The Human Body iPad app, developed in collaboration between DK and AKQA, uses interactivity to reveal the structures that make up the human form. We interview Justin Moodie, digital publishing director at DK; and Dan Rosen, head of mobile at AKQA.

DA: How do you balance wanting to be visually interesting with the need to be physiologically accurate?

DR: "This was one of the biggest challenges. The Human Body app provides more detailed annotations and medical depth than any other app on the market. Our goal was to produce an authoritative medical resource whilst maintaining visual beauty, intuitive user experience and technical performance. We've also pushed the iPad's technical capabilities to the limit.

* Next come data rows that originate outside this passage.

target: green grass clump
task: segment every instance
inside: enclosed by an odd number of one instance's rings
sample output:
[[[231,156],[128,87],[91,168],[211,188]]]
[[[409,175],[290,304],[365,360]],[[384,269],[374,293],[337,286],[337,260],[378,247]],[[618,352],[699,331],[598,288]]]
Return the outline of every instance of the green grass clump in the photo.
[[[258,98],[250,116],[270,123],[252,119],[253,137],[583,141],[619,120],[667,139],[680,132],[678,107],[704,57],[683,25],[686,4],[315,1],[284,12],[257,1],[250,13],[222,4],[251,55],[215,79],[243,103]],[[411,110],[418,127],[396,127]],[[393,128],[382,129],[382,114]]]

DA: £9.99 is considered a lot for an app (though clearly a lot less than the book). Why are you convinced that people will pay a more-than-average amount for a highly-developed app like The Human Body?

JM: "We spent a lot of time discussing pricing for this product. In the end we chose a price that we believe represents excellent value for the customer and a fair return on our work. I cannot think of another product in the App Store that offers so much content, so well presented, and so useful for this sum of money.

DA: What are you working on now?

JM: "We have apps coming from across our children, adult, travel and Brady Games categories. In addition to The Human Body app we’ve just launched the DK Quick Cook app – the ultimate kitchen companion with over 500 illustrated recipes, sophisticated filtering, a menu planner, shopping lists and add-on packs."